| Anton Tagunov http://tagunov.tripod.com tagunov@motor.ru |
Moscow State University Scientific Computer Research Center http://srcc.msu.su |
| Apr 4 2002 | text version of this document |
Binary representation of textual data is ruled by character set standards.
Globally unique names (like KS_C_5601-1987) refer
to specification.
The goal of this survey is to classify named specifications
(JIS_C6220-1969-jp, JIS_C6220-1969-ro, JIS_X0208-1983, etc.).
To achieve this the current character set related terminology is surveyd (3) and abridged to three category classificaton (2.2).
The categories of the (2.2) classification are however overlapping and section (5) advocates adoption of a new classification (2.1). The (2.1) specification differs from (2.2) only in that it has disjoint categories.
Sections (6), (7), (8) practice this classification on a large body of standards.
Section (8) 'CLASSIFICATION EXAMPLE. CJK STANDARDS' has
unintentionally become a brief reference on CJK standards.
Its (8.3) subsection is notably a point from which the whole
survey has grown: it emphasises a certain confusion happening
around most basic CJK standards. Please don't miss 8.3 :-)
Section (9) reflects the great author's desire to collect as much feedback as possible (tagunov@motor.ru).
Subsections (9.2), (9.3) also express a desire to fill any gaps and discrepancies that the readers are likely to notice, and point out the areas where readers' help is desirable. Let us consider this version 0.1 of the servey! ;-)
Section (4) discusses how [RFC 2130] undermines "coded character set" industry terminology and what are the best ways to get around that.
Appendixes B, C, D contain miscellaneous discussions excluded from the main body of the survey.
Have a good reading! :-)
This is the classification proposed by the current survey. It is derived from classification introduced in (2.2) by making the categories disjoint.
See section (5) for an explanation of why this survey finds this classification most fruitfull and advocates it over the (2.2) one.
DUAL specifications that define
a CCS and a CES
(using this CCS and
possibly other CCS's
defined elsewhere to define the CES)
CES-ONLY specifications that define
a CES
using CCS's defined elsewhere
(and not specifing any CCS's
on their own)
CCS-ONLY specifications that define
a CCS
(and no CES's)
This classification is complete and disjoint: every character set specification fits into one of these categories, but none fits into two.
(See subsections (3.2), (3.3) for definitions of CES and CCS.)
This is the classification derived in section (3) from
definitions found in ISO and RFC standards.
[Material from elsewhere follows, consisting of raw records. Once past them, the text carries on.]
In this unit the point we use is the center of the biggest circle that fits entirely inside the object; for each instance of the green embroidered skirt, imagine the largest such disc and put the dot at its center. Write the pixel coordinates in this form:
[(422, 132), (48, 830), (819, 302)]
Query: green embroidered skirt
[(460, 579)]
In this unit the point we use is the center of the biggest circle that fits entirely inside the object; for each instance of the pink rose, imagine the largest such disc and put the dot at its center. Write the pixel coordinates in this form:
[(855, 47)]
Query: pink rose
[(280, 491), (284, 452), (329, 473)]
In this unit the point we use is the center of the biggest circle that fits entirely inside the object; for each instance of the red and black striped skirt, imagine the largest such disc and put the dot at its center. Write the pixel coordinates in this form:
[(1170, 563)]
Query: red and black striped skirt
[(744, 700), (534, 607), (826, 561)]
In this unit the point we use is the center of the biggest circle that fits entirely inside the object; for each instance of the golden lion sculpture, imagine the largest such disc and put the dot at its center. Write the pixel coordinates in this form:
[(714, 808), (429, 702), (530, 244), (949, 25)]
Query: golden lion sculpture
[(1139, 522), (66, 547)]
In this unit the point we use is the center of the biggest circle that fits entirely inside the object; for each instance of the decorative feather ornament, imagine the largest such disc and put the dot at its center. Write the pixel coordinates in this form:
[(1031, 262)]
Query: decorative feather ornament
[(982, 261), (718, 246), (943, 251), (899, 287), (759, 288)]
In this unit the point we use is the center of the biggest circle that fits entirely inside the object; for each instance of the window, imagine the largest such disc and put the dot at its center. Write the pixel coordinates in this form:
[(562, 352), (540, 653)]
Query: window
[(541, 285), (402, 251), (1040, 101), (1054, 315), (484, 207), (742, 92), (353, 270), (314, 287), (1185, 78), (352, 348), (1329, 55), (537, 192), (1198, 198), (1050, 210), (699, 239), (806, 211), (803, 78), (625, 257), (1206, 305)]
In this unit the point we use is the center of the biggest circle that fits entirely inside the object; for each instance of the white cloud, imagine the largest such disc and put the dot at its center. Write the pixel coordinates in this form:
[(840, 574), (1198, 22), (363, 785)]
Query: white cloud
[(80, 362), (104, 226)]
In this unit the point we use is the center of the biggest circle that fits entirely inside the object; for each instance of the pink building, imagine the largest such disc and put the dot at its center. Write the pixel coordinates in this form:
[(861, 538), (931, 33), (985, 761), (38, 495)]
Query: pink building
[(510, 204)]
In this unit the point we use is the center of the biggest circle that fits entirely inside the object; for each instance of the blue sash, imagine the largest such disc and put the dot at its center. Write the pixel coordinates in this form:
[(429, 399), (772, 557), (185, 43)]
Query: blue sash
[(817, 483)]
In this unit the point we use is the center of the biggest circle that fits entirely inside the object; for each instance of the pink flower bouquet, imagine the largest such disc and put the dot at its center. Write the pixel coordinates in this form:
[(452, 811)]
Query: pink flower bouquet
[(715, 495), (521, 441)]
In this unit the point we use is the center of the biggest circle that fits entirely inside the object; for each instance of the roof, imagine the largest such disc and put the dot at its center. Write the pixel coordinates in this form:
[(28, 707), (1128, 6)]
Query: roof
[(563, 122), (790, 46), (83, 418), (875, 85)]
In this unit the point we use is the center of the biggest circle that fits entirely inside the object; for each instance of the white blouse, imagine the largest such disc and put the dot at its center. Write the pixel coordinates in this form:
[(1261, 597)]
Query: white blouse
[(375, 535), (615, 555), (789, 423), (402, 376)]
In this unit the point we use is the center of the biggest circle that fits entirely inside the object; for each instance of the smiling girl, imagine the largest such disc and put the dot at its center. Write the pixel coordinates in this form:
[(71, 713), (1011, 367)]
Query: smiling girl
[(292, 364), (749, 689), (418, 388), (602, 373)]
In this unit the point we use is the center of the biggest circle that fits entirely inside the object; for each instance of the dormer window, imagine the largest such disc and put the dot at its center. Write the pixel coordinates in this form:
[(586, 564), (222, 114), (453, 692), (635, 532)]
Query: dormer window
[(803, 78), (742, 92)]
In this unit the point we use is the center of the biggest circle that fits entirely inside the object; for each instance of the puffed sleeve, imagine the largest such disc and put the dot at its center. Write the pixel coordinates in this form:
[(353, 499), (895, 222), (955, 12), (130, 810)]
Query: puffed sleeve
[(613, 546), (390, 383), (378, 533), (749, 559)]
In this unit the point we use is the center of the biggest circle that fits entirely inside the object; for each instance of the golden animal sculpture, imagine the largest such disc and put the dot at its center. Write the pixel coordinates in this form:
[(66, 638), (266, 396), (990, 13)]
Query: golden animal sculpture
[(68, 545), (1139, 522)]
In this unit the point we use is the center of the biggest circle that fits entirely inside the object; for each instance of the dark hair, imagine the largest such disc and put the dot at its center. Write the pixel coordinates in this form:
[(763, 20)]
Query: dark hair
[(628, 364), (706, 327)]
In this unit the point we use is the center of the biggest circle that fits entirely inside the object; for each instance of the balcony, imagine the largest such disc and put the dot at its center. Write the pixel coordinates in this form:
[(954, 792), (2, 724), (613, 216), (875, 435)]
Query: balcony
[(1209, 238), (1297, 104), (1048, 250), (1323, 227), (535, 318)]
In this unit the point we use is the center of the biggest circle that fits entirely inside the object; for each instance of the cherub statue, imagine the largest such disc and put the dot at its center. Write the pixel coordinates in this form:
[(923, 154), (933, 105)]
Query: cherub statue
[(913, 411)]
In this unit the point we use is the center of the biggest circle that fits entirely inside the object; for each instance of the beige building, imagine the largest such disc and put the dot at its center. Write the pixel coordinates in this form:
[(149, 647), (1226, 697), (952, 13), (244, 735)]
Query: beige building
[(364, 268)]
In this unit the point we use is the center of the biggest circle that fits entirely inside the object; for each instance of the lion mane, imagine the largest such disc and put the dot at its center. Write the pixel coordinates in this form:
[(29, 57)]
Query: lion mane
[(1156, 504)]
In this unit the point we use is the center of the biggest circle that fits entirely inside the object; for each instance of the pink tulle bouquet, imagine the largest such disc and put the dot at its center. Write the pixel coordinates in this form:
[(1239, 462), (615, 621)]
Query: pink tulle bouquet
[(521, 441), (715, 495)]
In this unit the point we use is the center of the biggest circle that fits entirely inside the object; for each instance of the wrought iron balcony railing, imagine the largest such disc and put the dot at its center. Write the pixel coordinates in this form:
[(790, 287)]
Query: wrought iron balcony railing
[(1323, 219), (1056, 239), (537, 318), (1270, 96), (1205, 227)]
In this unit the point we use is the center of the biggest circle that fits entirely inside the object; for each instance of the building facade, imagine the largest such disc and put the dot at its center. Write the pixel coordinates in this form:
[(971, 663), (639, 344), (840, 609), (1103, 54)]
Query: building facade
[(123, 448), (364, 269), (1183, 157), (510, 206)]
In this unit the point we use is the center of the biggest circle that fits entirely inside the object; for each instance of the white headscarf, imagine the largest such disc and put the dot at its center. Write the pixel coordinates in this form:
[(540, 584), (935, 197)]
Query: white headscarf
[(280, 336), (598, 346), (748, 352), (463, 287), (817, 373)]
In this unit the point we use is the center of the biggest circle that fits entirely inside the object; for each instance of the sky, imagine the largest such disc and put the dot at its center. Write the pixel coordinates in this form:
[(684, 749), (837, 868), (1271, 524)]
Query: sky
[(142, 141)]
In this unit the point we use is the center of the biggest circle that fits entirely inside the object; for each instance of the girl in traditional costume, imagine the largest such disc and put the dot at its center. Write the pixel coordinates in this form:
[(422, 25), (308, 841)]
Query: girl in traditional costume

These standards
operate notions as
"character set" "coded character set" "charset", "character encoding scheme"
the whole diversity of definitions given to these terms reduces to 3 categories:
CCS Coded Character Set after [RFC 2130]
CES Character Encoding Scheme after [RFC 2130]
ISO-CCS Coded Character Set after ISO, cited
by [RFC 1345]
This classfication is complete but not disjoint. Here is how it relates to the (2.1) classification:
CES = DUAL + CES-ONLY CCS = DUAL + CCS-ONLY ISO-CCS = DUAL
The term "character" rises little disagreement. Both [RFC 2278] and [ECMA 35] define it as
a member of a set of elements used for the organization, control, or representation of data.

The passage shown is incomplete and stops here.